Sempre acreditei no grande potencial da cultura em mudar realidades difíceis tanto do ponto de vista social quanto econômico. Este ano o Ministério da Cultura lançou o atlas econômico da cultura e neste documento demonstra que a cultura é responsável por 4% do PIB do Brasil desde 2010.

Me custa a entender por que o investimento em cultura é tão baixo. Se luta há muito tempo para um orçamento de pelo menos 1,5% do orçamento do estado, para a cultura, é muito pouco ainda.

Porém foi este o valor aprovado em 2016 nesta Assembléia Legislativa dentro do plano estadual de cultura.

Estou convencido que para cada 1 real investido em cultura se economiza 1000 reais em segurança e saúde.

Recentemente o mundo ficou sabendo que Katrín Jakobsdóttir, do partido esquerda verde, é a mais nova chefe de estado da Islândia, um dos países com um dos mais altos IDH do mundo. Sua popularidade se deu quando ela foi ministra da educação e cultura, logo após a crise econômica mundial de 2008. Katrín foi uma das principais responsáveis pela recuperação da economia do país quando apostou na geração de renda através da arte, educação e cultura, em detrimento dos tradicionais métodos impostos pelo mercado financeiro.

Para se ter uma ideia, a cultura passou a ser a principal fonte de renda dos islandeses e, atualmente, 80% dos jovens do país tocam algum tipo de instrumento musical.

Apesar dos nossos avanços nesta área ainda temos muito o que fazer para a cultura do nosso estado e do nosso país.

Para ficarmos somente na área cultural quero aqui lamentar a histórica falta de visão dos poderes públicos que insistem em não investir em uma escola de música pública e nem numa orquestra sinfônica.

Estes projetos já deveriam estar nos planos de cultura, e se já estão devem ser executados. O diretor-presidente do SINDIMUCE, Amaudson Ximenes vem batendo nessa tecla nos conselhos estadual e municipal de cultura.

A desculpa de que é um investimento caro não convence pois o que se gasta em apenas um réveillon daria para manter uma orquestra ou uma escola pública por um ano.

Este “atraso” é mais evidente quando se olha para cidades como João pessoa e Natal.

Em João Pessoa existem 4 orquestras permanentes: Orquestra Sinfônica da Paraíba, Orquestra Municipal de João Pessoa, Orquestra Sinfônica Jovem e Orquestra Sinfônica da UFPB.

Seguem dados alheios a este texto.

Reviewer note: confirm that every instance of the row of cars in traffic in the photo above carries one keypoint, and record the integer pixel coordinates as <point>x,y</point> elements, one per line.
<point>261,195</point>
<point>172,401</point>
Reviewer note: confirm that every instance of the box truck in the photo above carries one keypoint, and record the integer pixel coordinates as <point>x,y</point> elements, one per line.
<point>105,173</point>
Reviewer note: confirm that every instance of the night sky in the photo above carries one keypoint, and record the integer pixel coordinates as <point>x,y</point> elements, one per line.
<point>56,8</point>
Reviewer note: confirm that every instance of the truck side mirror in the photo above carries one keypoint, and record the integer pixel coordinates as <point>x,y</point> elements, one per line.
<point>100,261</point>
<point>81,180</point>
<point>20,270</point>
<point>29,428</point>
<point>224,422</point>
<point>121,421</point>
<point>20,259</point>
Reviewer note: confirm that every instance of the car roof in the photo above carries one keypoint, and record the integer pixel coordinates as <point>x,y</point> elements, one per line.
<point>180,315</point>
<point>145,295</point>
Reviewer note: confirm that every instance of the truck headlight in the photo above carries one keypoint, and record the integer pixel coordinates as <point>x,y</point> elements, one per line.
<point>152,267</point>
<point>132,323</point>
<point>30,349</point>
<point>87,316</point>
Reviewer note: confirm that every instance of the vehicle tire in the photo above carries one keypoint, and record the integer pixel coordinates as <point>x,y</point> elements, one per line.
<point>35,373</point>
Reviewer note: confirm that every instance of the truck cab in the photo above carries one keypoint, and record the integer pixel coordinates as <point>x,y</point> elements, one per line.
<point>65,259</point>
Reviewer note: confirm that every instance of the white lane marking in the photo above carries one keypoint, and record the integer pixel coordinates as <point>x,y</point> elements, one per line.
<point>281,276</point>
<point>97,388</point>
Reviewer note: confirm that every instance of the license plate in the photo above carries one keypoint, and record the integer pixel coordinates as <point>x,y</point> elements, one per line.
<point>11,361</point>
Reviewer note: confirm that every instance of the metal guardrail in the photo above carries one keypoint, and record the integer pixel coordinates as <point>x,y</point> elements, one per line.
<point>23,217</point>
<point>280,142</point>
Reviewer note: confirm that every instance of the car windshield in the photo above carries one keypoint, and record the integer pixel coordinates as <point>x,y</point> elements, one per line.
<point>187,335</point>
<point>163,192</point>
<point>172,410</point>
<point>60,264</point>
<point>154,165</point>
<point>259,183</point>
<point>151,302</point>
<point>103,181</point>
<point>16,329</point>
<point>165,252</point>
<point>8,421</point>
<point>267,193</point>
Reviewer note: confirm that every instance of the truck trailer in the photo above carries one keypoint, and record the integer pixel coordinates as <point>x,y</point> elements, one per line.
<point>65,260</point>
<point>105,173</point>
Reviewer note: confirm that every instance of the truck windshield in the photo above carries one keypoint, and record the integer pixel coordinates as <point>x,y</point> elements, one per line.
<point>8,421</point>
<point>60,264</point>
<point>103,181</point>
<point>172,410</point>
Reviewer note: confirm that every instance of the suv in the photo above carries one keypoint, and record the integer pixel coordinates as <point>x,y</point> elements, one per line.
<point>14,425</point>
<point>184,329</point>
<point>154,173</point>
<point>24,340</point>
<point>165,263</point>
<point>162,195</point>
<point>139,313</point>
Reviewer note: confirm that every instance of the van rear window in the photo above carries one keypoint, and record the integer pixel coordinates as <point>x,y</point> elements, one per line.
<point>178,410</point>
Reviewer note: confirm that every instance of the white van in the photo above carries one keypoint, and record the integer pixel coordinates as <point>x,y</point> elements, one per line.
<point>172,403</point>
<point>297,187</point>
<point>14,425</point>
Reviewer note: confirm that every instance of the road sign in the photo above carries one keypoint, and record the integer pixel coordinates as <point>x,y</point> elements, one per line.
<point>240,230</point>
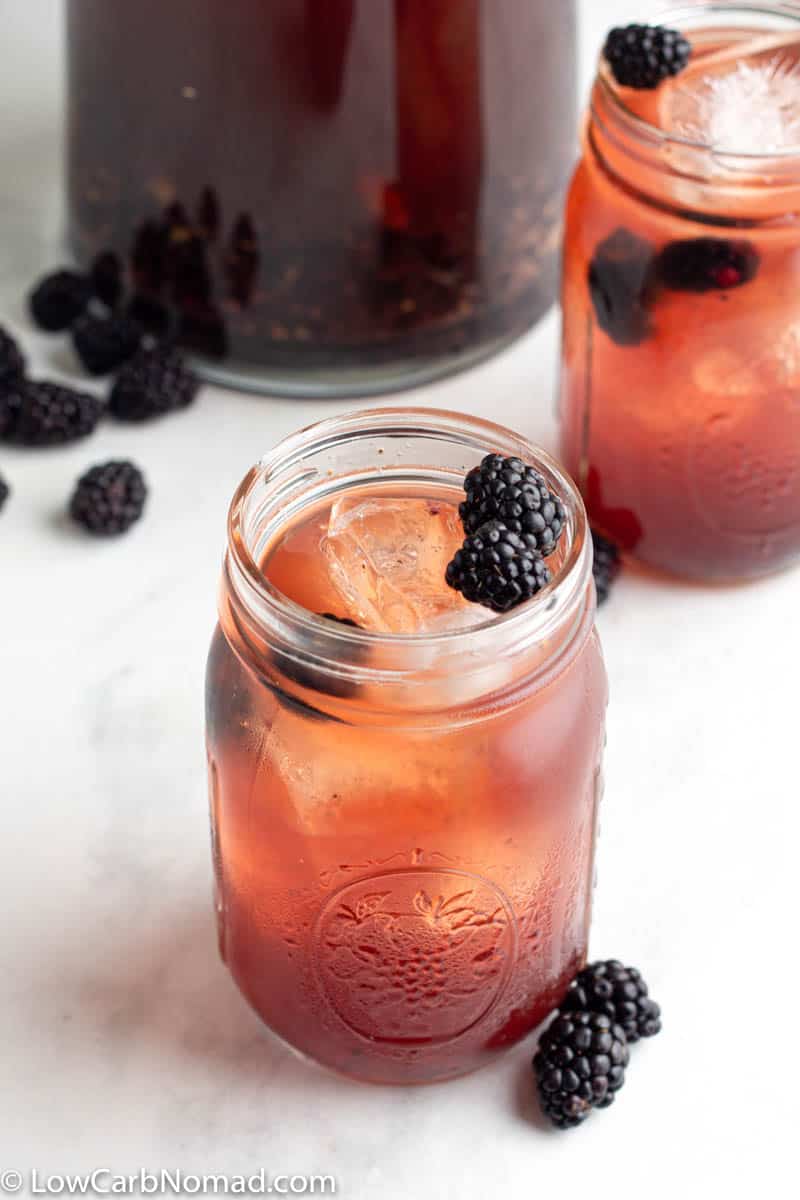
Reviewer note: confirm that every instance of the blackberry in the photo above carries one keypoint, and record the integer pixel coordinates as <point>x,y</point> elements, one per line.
<point>154,383</point>
<point>46,414</point>
<point>620,285</point>
<point>59,299</point>
<point>109,498</point>
<point>107,279</point>
<point>498,568</point>
<point>620,994</point>
<point>644,55</point>
<point>12,361</point>
<point>509,491</point>
<point>150,313</point>
<point>707,264</point>
<point>606,565</point>
<point>104,343</point>
<point>579,1066</point>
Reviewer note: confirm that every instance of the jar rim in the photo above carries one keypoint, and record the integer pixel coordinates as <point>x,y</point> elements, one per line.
<point>648,132</point>
<point>337,647</point>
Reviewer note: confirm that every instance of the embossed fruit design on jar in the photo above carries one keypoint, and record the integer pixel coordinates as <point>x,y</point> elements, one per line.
<point>403,783</point>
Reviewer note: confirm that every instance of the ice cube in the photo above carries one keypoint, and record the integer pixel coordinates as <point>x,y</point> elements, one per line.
<point>744,107</point>
<point>388,559</point>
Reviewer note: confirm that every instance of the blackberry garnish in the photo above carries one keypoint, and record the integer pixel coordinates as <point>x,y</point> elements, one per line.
<point>104,343</point>
<point>707,264</point>
<point>606,565</point>
<point>107,279</point>
<point>59,299</point>
<point>109,498</point>
<point>498,568</point>
<point>12,361</point>
<point>620,276</point>
<point>579,1066</point>
<point>620,994</point>
<point>154,383</point>
<point>644,55</point>
<point>44,414</point>
<point>509,491</point>
<point>150,313</point>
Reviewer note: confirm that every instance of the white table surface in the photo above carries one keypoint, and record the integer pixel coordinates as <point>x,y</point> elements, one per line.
<point>125,1044</point>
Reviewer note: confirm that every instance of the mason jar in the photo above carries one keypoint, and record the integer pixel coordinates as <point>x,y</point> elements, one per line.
<point>403,825</point>
<point>680,393</point>
<point>325,197</point>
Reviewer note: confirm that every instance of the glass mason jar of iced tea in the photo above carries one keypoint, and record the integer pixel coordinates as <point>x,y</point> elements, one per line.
<point>325,196</point>
<point>403,785</point>
<point>680,399</point>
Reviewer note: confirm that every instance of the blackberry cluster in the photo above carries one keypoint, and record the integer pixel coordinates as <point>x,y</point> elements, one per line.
<point>620,994</point>
<point>12,361</point>
<point>606,565</point>
<point>707,264</point>
<point>152,383</point>
<point>509,491</point>
<point>109,498</point>
<point>581,1059</point>
<point>498,568</point>
<point>104,343</point>
<point>46,414</point>
<point>644,55</point>
<point>59,299</point>
<point>579,1066</point>
<point>621,287</point>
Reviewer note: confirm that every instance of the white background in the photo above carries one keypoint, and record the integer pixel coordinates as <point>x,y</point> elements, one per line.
<point>125,1044</point>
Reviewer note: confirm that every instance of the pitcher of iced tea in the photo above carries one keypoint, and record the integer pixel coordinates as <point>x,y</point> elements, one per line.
<point>680,397</point>
<point>404,785</point>
<point>325,196</point>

Em Fortaleza tínhamos uma orquestra de cordas profissional, a ORCEC, nossa orquestra de câmara Eleazar de Carvalho, que desde 2013 passa por dificuldades e agora só se apresenta esporadicamente. Muitos de seus músicos estão agora em Natal ou João Pessoa hoje.  Existe uma Orquestra Filarmônica do Ceará, que é um projeto independente e se limita a ser uma “orquestra de cachês”.

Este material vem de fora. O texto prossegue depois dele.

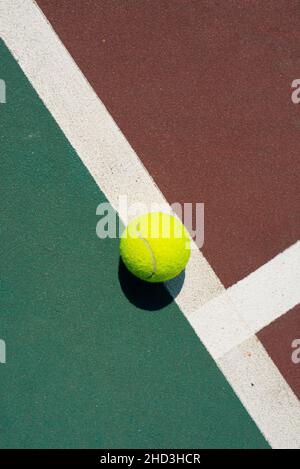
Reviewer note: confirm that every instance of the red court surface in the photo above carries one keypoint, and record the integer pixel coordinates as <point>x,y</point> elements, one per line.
<point>278,338</point>
<point>202,91</point>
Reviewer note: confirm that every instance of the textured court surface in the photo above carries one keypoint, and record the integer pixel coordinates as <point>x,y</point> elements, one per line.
<point>201,91</point>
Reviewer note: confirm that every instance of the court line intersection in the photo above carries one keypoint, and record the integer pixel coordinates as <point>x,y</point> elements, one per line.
<point>204,301</point>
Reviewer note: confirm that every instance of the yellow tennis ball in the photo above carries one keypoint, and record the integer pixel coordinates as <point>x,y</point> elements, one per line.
<point>155,247</point>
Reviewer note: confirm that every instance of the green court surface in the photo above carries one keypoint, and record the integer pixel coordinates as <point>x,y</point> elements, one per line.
<point>86,367</point>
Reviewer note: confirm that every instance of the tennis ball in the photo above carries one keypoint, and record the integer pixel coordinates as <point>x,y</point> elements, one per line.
<point>155,247</point>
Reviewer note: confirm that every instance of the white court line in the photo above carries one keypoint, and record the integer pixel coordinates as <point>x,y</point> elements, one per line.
<point>254,302</point>
<point>117,170</point>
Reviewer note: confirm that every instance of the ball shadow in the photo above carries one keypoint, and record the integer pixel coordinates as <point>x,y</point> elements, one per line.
<point>145,295</point>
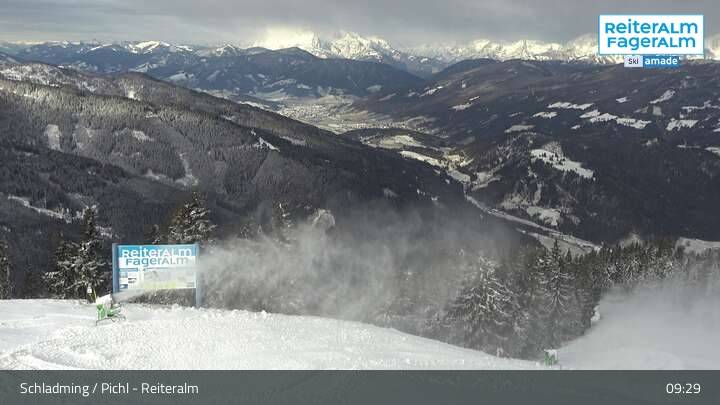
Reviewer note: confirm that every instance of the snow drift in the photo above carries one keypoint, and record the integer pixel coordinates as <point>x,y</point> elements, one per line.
<point>52,334</point>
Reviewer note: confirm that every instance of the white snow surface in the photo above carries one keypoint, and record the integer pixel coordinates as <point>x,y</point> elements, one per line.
<point>660,328</point>
<point>55,334</point>
<point>560,162</point>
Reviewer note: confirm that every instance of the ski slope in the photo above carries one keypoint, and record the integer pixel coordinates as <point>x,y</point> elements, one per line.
<point>54,334</point>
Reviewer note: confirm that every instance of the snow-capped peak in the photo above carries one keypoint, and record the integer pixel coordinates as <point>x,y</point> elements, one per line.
<point>351,45</point>
<point>282,38</point>
<point>146,46</point>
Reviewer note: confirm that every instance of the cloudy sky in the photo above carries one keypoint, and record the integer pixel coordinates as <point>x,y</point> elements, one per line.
<point>402,22</point>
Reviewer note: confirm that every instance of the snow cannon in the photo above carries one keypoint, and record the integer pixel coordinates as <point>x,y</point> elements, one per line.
<point>108,310</point>
<point>551,357</point>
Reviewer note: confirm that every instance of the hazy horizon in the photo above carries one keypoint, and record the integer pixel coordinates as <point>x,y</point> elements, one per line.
<point>403,23</point>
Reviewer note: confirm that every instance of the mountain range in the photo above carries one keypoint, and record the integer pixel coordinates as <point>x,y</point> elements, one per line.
<point>421,60</point>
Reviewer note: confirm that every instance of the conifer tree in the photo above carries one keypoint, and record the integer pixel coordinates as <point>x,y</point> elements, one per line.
<point>191,223</point>
<point>90,267</point>
<point>483,314</point>
<point>61,277</point>
<point>6,282</point>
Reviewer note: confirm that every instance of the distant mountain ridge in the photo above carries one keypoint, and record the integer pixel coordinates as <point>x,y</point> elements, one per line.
<point>422,60</point>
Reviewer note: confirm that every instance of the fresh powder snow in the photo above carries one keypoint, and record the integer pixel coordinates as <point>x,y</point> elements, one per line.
<point>55,334</point>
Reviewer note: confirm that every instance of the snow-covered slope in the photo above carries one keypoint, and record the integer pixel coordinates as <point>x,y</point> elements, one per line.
<point>50,334</point>
<point>661,328</point>
<point>583,48</point>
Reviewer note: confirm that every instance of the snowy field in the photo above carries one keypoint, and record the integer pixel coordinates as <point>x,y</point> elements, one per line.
<point>50,334</point>
<point>662,329</point>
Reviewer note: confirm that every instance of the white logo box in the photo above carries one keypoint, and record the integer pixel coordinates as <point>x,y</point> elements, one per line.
<point>651,34</point>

Os projetos de orquestra da UECE e da UFC são projetos de extensão e sem dúvida frutos do trabalho árduo de professores, alunos, pró-reitores e reitores que primam por um ensino musical de qualidade e por uma extensão ampla. Mas ainda assim, constituem núcleos de formação profissional. Não são equipamentos profissionais. Nossos jovens não podem sonhar em um dia chegar a tocar na Orquestra Sinfônica de sua terra pois ela não existe.

Uma vez formados, os músicos cearenses correm para outros centros em busca de mais formação e trabalho, como é o caso das capitais citadas Natal e João pessoa, mas também encontramos excelentes músicos do Ceará em orquestras e bandas de São Paulo, Goiânia, Brasília, Curitiba, Porto Alegre e em diversos países da Europa e nos Estados Unidos.

O renomado compositor cearense Liduíno Pitombeira, nascido em Russas e premiado em vários países deu sua opinião em uma rede social: “Fortaleza é a única cidade do ocidente com mais de três milhões de habitantes que não tem uma orquestra sinfônica com qualidade/quantidade suficiente para tocar a 1ª sinfonia de Mahler”.

Ele propõe a criação de uma comissão de diálogo permanente entre SECULT- UECE-UFC para se ter um diagnóstico e remédio a esta triste colocação.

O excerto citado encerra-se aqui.